Our groups are very well separated in the direction of the first principal component, as shown in
Figure 6. When using the
k-means algorithm, the resulting groups were not same size, but emerge more naturally by agglutination around the centroids of each group. As for the validation of the classification model, Brusini’s only studied sensitivity (0.85–0.95) and specificity (0.92–0.98) to distinguish between patients with perimetric damage and healthy patients, but not for making the distinction between different stages. Our results, which include ocular hypertensive patients (without 315 perimetric damage), validate the system with similar balanced accuracies (
Table 6) when healthy eyes are not included. When healthy eyes are included in the classification system, the sensitivity of stages I and II lowers. The reason for this is that the cluster of stage I, and partially the cluster of stage II, overlap the cluster of healthy eyes, as we can see in
Figure 6b. Thus most of the eyes in stage I are wrongly classified as healthy, as are some of the eyes in stage II. However, the sensitivity and specificity of stages III and IV remain similar to those of Brusini’s study.
Our classification algorithm not only demonstrates its functionality within a group of known glaucomatous patients but can also be useful for the diagnosis of POAG in general population surveys because, although its performance in early glaucoma stages (I and II) shows low sensitivity and specificity, significant values are reached in more advanced stages (III and IV), thus enabling diagnosis with a mean global precision of 0.88. When we considered the robustness of our study due to the verification and evaluation of 1001 patients, 235 of whom had glaucoma at various disease stages, we can accept that only a single tomographic scan was considered for the study (the last scan performed). This test was considered the examination that would define the current process state.

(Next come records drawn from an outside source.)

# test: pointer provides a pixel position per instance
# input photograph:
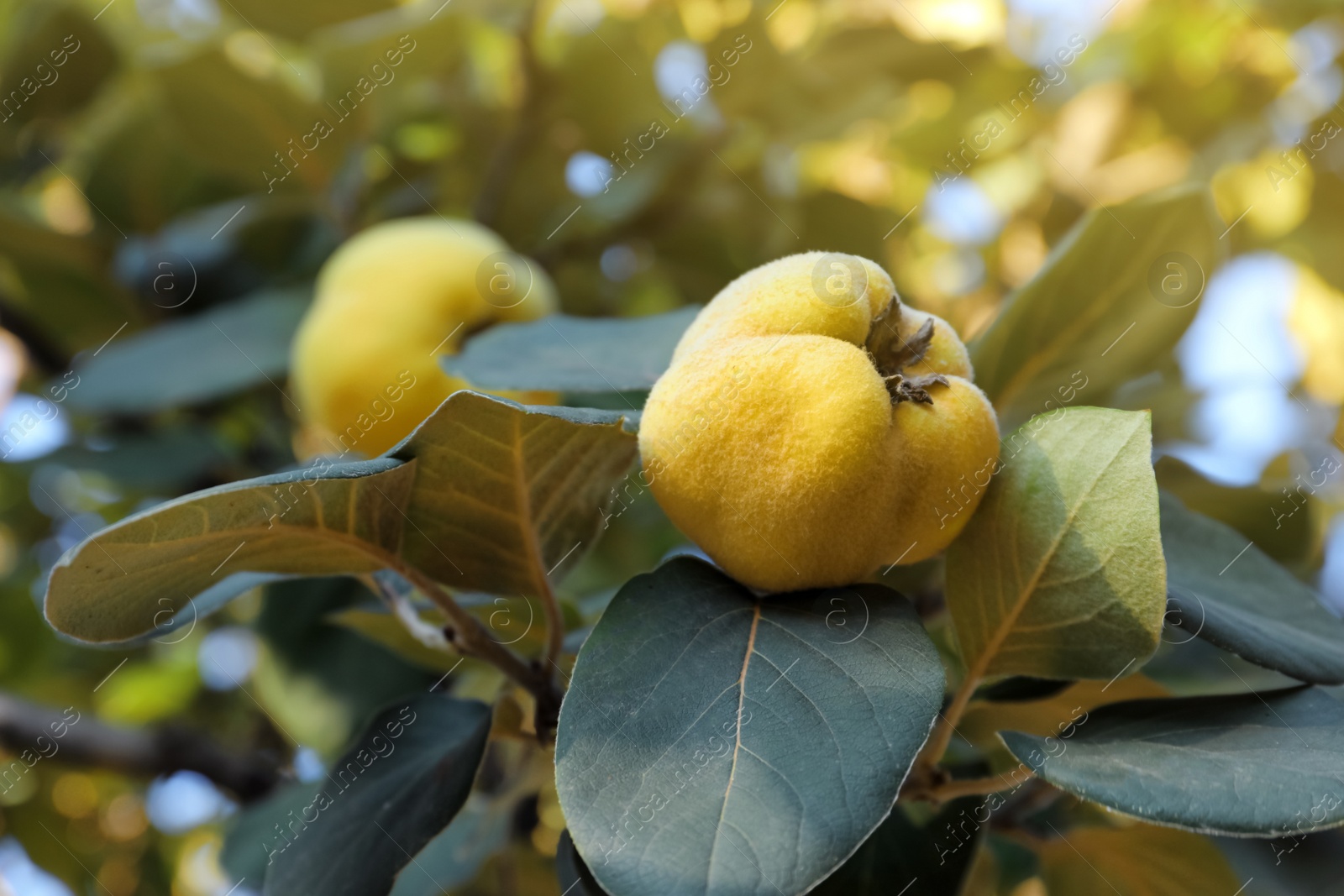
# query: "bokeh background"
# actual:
(163, 176)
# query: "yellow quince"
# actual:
(389, 302)
(812, 429)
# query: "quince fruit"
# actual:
(812, 429)
(389, 302)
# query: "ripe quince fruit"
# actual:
(812, 429)
(389, 302)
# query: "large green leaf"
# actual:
(131, 577)
(394, 790)
(575, 876)
(573, 354)
(192, 360)
(712, 741)
(1225, 590)
(1258, 765)
(1092, 311)
(508, 493)
(1059, 574)
(911, 859)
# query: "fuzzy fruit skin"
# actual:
(386, 300)
(772, 441)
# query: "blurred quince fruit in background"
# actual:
(389, 302)
(812, 427)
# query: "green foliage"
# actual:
(705, 723)
(511, 492)
(194, 360)
(823, 750)
(1059, 574)
(573, 354)
(1260, 611)
(1184, 761)
(1093, 307)
(132, 577)
(409, 799)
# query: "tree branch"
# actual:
(38, 732)
(490, 202)
(470, 637)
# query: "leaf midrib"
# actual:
(992, 647)
(1047, 355)
(737, 741)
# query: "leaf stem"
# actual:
(964, 788)
(554, 625)
(941, 734)
(470, 638)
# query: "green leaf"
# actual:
(1090, 311)
(575, 876)
(1223, 589)
(192, 360)
(457, 853)
(1059, 574)
(716, 743)
(252, 835)
(1257, 765)
(507, 493)
(134, 575)
(259, 130)
(299, 18)
(400, 785)
(573, 354)
(913, 860)
(1140, 860)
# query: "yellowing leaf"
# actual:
(1273, 192)
(1061, 573)
(1136, 862)
(1317, 322)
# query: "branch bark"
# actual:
(39, 732)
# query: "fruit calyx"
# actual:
(891, 355)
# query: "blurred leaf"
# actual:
(145, 692)
(1140, 860)
(1256, 765)
(320, 681)
(296, 18)
(1093, 311)
(60, 289)
(165, 461)
(573, 354)
(1289, 539)
(382, 627)
(252, 129)
(1059, 574)
(250, 837)
(913, 860)
(730, 727)
(125, 579)
(192, 360)
(58, 60)
(1260, 611)
(374, 813)
(508, 493)
(409, 40)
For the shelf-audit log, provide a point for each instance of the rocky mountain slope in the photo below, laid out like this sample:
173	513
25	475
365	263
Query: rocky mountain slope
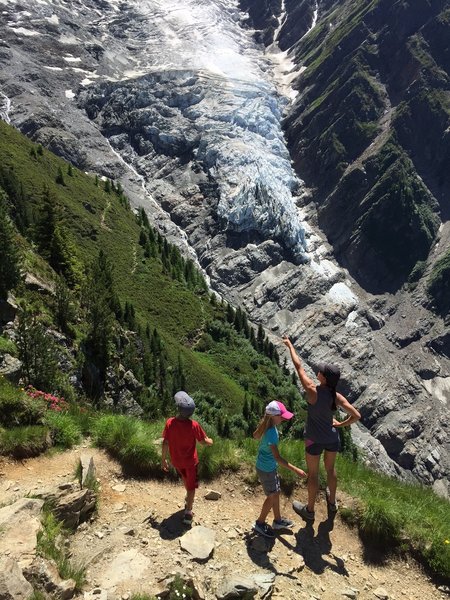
181	104
135	542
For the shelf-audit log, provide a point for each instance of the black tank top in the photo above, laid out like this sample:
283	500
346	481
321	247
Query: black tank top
319	421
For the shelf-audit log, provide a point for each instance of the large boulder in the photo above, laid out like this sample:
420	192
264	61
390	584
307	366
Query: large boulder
11	368
19	523
44	574
199	543
13	585
71	505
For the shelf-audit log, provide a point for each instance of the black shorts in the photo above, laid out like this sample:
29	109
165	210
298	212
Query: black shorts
316	449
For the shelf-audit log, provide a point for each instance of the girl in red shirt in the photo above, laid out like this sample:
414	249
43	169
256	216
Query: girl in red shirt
180	437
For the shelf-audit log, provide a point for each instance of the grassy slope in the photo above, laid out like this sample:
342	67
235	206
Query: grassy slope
175	311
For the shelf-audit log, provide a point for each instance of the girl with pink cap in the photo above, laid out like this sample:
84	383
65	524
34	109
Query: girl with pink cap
266	467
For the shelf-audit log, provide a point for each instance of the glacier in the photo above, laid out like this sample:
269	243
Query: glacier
176	100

This study has some limitations. As it is a cross-sectional study, its conclusions cannot be strictly considered to POAG progression in time and follow-up. More studies have to be done in this sense. Moreover, this work was performed with Caucasian participants, so its results should not be extended to other races. In adition, individuals with refractive error above the spherical equivalent of three dioptres were excluded from this study in order to avoid artifactual results of OCT. Hence this system cannot be applied to eyes with moderate to severe refractive errors, and external validity of the current study may be restricted according to ethnic or refractive factors. Finally, we only considered VF results as the inclusion/exclusion criteria in this work. Thus, we did not compare our proposed OCT clinical-evolutionary staging system with VF parameters. The reasons for this were the subjective nature and poor reliability of VF, as explained above. However, we consider that this issue should be addressed in further studies.
In conclusion, we present a new objective method to classify glaucoma patients according to both BMO-MRW and RNFL measurements that could be useful in clinical practice.